Deserialize JSON into existing object (Java)

I'd like to know how one might get the Jackson JSON library to deserialize JSON into an existing object? I've tried to find how to to this; but it seems to only be able to take a Class and instantiate it itself.

Or if not possible, I'd like to know if any Java JSON deserialization libraries can do it.
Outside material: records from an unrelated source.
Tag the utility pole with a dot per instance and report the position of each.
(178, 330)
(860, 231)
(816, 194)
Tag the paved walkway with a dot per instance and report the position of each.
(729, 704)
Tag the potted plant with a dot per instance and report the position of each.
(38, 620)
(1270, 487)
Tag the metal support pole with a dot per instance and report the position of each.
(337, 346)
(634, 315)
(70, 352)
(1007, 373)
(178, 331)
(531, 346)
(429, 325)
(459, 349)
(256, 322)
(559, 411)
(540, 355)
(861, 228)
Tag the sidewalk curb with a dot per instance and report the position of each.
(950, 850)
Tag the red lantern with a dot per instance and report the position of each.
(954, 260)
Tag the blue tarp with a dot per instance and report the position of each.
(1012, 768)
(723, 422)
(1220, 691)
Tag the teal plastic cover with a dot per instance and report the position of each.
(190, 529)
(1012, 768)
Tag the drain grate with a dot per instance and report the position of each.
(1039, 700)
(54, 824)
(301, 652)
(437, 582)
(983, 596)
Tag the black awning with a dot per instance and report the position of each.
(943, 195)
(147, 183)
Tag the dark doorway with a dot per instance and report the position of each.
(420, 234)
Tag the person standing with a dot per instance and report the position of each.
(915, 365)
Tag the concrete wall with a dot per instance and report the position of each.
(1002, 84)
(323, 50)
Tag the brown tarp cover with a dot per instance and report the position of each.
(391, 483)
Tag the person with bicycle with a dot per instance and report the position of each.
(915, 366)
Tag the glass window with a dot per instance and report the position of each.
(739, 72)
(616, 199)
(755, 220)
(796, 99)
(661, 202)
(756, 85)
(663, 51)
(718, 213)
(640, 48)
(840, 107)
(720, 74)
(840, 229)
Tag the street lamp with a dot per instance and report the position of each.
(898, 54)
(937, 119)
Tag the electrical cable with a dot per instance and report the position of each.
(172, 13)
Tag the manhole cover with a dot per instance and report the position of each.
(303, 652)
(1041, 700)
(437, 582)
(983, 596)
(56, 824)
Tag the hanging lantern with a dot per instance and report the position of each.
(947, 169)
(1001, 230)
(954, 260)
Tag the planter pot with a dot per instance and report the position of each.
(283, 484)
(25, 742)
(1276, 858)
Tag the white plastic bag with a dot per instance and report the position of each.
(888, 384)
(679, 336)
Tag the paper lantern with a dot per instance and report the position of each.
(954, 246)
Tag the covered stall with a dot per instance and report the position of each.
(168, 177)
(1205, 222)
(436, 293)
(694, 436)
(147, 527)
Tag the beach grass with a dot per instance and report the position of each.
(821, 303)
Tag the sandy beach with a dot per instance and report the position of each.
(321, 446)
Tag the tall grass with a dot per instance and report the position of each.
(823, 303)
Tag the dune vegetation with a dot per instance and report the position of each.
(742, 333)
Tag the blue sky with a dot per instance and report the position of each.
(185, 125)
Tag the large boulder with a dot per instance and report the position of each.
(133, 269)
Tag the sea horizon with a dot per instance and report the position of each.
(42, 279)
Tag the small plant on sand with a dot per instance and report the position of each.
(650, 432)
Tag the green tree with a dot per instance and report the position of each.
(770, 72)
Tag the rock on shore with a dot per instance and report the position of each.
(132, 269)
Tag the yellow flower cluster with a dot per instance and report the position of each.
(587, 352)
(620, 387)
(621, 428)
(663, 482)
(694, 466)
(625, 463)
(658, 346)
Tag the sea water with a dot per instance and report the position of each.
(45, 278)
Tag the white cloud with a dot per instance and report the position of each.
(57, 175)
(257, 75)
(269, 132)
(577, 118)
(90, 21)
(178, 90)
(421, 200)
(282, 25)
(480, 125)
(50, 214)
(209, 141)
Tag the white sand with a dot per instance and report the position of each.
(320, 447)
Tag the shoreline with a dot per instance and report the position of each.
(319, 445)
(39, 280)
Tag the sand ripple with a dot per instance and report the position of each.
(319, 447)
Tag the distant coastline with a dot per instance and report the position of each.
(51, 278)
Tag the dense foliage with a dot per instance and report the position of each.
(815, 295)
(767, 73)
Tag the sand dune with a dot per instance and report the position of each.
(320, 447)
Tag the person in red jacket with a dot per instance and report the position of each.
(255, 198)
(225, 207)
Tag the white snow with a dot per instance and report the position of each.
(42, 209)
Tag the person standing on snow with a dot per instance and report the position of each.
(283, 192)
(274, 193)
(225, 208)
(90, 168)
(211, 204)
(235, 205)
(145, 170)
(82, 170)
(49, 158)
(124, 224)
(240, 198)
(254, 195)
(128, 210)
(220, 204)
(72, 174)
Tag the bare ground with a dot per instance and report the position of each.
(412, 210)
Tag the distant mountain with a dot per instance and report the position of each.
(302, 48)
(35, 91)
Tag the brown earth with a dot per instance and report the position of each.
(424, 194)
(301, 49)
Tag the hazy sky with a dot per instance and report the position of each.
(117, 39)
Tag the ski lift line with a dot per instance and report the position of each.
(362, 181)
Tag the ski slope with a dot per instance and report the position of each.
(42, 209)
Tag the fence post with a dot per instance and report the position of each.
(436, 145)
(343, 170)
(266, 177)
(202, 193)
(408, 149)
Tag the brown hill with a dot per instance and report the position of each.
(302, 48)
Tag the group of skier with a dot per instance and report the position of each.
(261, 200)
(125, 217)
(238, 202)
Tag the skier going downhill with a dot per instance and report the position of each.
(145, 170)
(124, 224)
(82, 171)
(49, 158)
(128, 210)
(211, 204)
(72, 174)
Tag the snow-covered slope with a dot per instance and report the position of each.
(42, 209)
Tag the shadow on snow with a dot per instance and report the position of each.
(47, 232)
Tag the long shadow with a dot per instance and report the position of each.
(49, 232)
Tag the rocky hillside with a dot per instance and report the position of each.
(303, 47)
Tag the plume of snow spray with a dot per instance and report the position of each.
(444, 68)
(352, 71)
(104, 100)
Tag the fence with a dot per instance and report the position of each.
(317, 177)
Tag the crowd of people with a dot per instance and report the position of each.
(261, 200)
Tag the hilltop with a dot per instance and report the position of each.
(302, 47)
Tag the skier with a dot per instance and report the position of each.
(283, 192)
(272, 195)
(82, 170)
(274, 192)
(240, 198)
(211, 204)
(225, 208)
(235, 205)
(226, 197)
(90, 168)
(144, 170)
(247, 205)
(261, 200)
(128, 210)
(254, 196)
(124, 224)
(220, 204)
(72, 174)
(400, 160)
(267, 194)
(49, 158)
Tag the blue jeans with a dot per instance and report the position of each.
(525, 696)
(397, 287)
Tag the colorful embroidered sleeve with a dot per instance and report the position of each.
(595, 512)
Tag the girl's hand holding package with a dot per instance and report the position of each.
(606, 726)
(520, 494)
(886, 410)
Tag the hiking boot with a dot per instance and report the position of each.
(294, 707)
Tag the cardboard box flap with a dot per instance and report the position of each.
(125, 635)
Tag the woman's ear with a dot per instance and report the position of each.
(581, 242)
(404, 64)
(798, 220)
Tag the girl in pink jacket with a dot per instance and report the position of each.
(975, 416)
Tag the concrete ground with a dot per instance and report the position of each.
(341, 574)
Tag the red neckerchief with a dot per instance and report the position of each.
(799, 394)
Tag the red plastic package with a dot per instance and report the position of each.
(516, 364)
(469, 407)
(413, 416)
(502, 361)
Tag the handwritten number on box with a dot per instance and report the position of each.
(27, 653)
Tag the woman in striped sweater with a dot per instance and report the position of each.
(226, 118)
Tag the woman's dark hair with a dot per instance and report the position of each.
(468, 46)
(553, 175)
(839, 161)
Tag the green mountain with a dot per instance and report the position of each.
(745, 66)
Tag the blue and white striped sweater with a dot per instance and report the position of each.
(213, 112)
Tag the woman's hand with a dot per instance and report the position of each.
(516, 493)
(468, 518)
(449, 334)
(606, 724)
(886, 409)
This seems to be a corresponding question for C#: Overlay data from JSON string to existing object instance. It seems JSON.NET has a PopulateObject(string,object).

Upvotes: 55

Views: 26131

Answers (7)

yokesh sharma
yokesh sharma

Reputation: 49

If you are using spring framework you can use BeanUtils library for this task. First deserialize your json String normally and then use BeanUtils to set this object inside a parent object. It also expects the variable name of the object to be set inside the parent object. Here is the code snippet:

childObject = gson.fromJson("your json string",class.forName(argType))
BeanUtils.setProperty(mainObject, "childObjectName", childObject);

Upvotes: 0

Jordan Haynes
Jordan Haynes

Reputation: 9

could always load into a dummy object and use reflection to transfer the data. if your heart is set on just using gson

example. assuming this code is in the object you want to copy data into

    public void loadObject(){
Gson gson = new Gson();
//make temp object
YourObject tempStorage = (YourObject) gson.fromJson(new FileReader(theJsonFile), YourObject.class);
//get the fields for that class
ArrayList<Field> tempFields = new ArrayList<Field>();
ArrayList<Field> ourFields = new ArrayList<Field>();
getAllFields(tempFields, tempStorage.getClass());
getAllFields(thisObjectsFields, this.getClass());
for(Field f1 : tempFields){
    for(Field f2 : thisObjectsFields){
        //find matching fields
        if(f1.getName().equals(f2.getName()) && f1.getType().equals(f2.getType())){
            //transient and statics dont get serialized and deserialized.
            if(!Modifier.isTransient(f1.getModifiers())&&!Modifier.isStatic(f1.getModifiers())){
                //make sure its a loadable thing
                f2.set(this, f1.get(tempStorage));
            }
        }
    }
}

}

public static List<Field> getAllFields(List<Field> fields, Class<?> type) {
    for (Field field : type.getDeclaredFields()) {
        fields.add(field);
    }
    if (type.getSuperclass() != null) {
        fields = getAllFields(fields, type.getSuperclass());
    }
    return fields;
}

Upvotes: 0

eugen
eugen

Reputation: 5916

If you can use another library instead of Jackson you can try Genson http://owlike.github.io/genson/. In addition of some other nice features (such as deserialize using a non empty constructor without any annotation, deserialize to polymorphic types, etc) it supports deserialization of JavaBean into an existing instance. Here is an example:

BeanDescriptorProvider provider = new Genson().getBeanDescriptorFactory();
BeanDescriptor<MyClass> descriptor = provider.provide(MyClass.class, genson);
ObjectReader reader = new JsonReader(jsonString);
MyClass existingObject = descriptor.deserialize(existingObject, reader, new Context(genson));

If you have any question don't hesitate to use its mailing list http://groups.google.com/group/genson.

Upvotes: 1

Johan Boberg
Johan Boberg

Reputation: 3781

You can do this using Jackson:

mapper.readerForUpdating(object).readValue(json);

See also Merging Two JSON Documents Using Jackson

Upvotes: 96

splashout
splashout

Reputation: 553

I used Jackson + Spring's DataBinder to accomplish something like this. This code handles arrays but not nested objects.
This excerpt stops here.